In Mainz a Mössbauer laboratory was established comprising all specific methods. Mössbauer spectroscopy was applied to different problems of solid-state research also using isotopes other than 57Fe such as 197Au, 119Sn, 193Ir, 151Eu and on-line measurements of 83mKr implanted into Al. 61Ni Mössbauer spectroscopy was also utilised continually. Mainz became one of few places where time-differential Mössbauer emission spectroscopy (TDMES) was developed and used to study after effects of the nuclear decay 57Co → 57Fe in inorganic solids.
Philipp Gütlich’s main interest was thermal, light- and pressure-induced spin transition phenomena of iron(II) coordination compounds. All aspects were investigated experimentally with several measuring techniques including optical (IR, FAR-IR, Raman) and Brillouin spectroscopy. A FONER magnetometer was optimized, a pressure cell for Mössbauer measurements and a microcalorimeter for single crystals in the mg-range specially designed for materials of low thermal conductivity were developed. The interaction mechanism of the cooperative transitions was identified as elastic interaction between molecules of different size and shape in high and low-spin electronic states. The term spin crossover became connected to the name Gütlich.

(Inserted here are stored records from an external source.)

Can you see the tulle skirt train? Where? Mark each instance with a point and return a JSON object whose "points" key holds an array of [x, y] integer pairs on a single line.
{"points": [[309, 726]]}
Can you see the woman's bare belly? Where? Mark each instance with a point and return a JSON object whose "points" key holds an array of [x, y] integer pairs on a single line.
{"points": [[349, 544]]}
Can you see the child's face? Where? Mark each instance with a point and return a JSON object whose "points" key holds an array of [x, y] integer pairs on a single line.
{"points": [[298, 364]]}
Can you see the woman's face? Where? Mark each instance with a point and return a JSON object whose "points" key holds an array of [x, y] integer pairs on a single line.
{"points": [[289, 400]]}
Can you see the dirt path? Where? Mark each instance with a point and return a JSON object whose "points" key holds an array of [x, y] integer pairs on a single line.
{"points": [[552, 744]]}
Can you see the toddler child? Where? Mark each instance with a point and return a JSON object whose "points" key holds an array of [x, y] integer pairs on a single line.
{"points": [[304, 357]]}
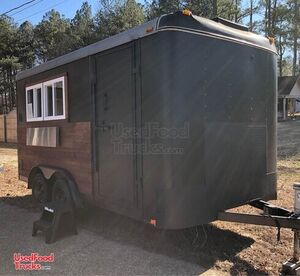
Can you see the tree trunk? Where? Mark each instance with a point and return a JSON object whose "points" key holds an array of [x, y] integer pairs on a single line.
{"points": [[295, 38], [215, 8], [251, 16]]}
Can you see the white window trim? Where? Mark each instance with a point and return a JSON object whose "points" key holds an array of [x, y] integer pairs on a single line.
{"points": [[34, 88], [44, 99], [52, 82]]}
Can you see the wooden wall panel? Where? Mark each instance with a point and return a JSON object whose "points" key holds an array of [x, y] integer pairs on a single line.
{"points": [[72, 154]]}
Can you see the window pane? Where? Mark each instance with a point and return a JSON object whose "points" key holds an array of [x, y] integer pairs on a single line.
{"points": [[30, 104], [49, 101], [58, 92], [38, 102]]}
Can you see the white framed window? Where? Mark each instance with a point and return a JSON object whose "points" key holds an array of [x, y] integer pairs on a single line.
{"points": [[34, 103], [54, 103], [46, 101]]}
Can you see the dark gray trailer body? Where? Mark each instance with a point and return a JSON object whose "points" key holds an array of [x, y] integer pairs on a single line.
{"points": [[183, 119]]}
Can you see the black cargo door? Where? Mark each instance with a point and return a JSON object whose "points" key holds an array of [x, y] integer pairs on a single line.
{"points": [[114, 122]]}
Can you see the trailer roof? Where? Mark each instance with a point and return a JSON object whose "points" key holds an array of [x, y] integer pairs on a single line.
{"points": [[216, 28]]}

Most spectacular has turned out the miniaturization of a Mössbauer spectrometer (MIMOS) scaled down by a factor of almost 100 as compared to a laboratory spectrometer. When Mars missions were planed in the nineties, Prof. Egbert Kankeleit at the Technical University Darmstadt started the development. After his retirement, Philipp Gütlich could convince Dr. Göstar Klingelhöfer from the Kankeleit group to join his group in Mainz and continue the project. After many successful terrestrial applications, NASA and the European Space Agency ESA decided that MIMOS would participate in the NASA missions Spirit and Opportunity. About a dozen iron-containing minerals were identified, among them typical ones which only could have developed in wet surroundings, an indirect evidence that water must had been present on Mars.
When Dr. Werner Meisel, the representative of the Mössbauer community of the German Democratic Republic (GDR) illegally left the GDR after the International Conference on Mössbauer Spectroscopy in Portorož, Yugoslavia in 1979, Philipp Gütlich successfully applied for him for an adequate research position in his group and could equip the laboratory with a combined ESCA-Auger-Mössbauer Spectrometer. The research fields were extended to sophisticated surface physics on corrosion of steel surfaces and structure of glasses.

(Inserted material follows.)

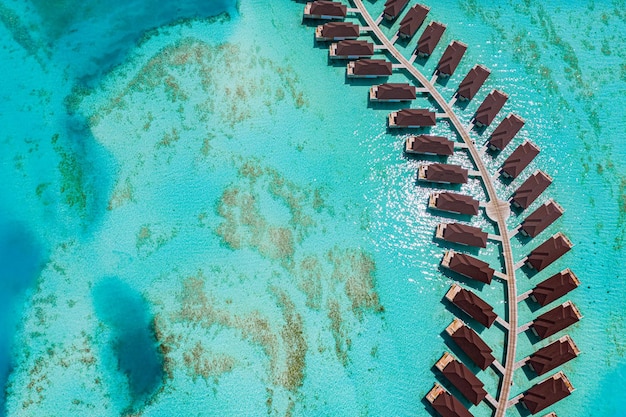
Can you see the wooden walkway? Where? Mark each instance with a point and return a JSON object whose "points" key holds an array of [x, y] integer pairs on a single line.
{"points": [[496, 211]]}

On the occasion of the 20th birthday of the Mössbauer effect Philipp Gütlich initiated the Seeheim Workshop at the Lufthansa Training Center in Seeheim. The workshop held every 5 years was well accepted. Participants from all over the world still speak about the Gütlich Conference.

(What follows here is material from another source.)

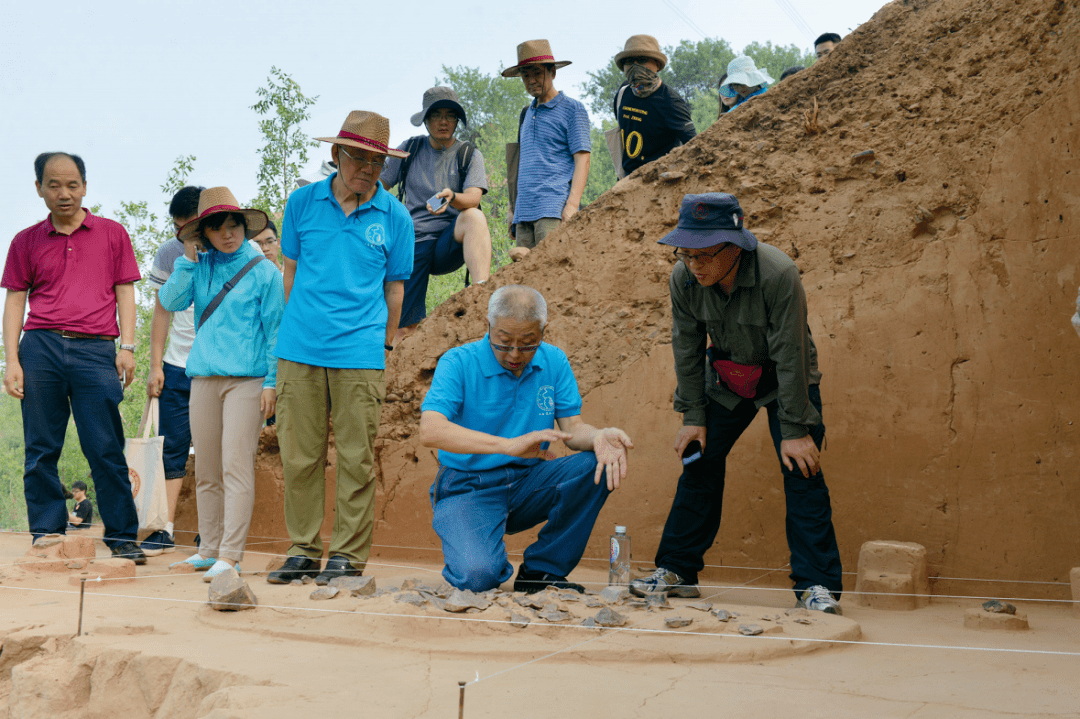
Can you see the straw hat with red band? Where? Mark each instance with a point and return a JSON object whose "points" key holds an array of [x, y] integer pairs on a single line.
{"points": [[216, 200], [365, 131], [534, 52]]}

Philipp Gütlich published two books on Mössbauer Spectroscopy: Mössbauer Spectroscopy and Transition-Metal Chemistry together with Dr. Rainer Link and Prof. Alfred X. Trautwein in the Springer Series Inorganic Chemistry Concepts in 1978 and Mössbauer Spectroscopy and Transition Metal Chemistry – Fundamentals and Applications that appeared in 2011 in co-edition with Dr. Eckhard Bill and Prof. Alfred X. Trautwein.
Together with Prof. N. Sutin, Philipp Gütlich launched the journal Comments on Inorganic Chemistry in 1981 and acted as its editor. With Prof. Harold A. Goodwin from Sidney he edited the first comprehensive book comprising three volumes on Spin Crossover in Transition Metal Compounds, which appeared in 2004 in the Springer Series Topics in Current Chemistry.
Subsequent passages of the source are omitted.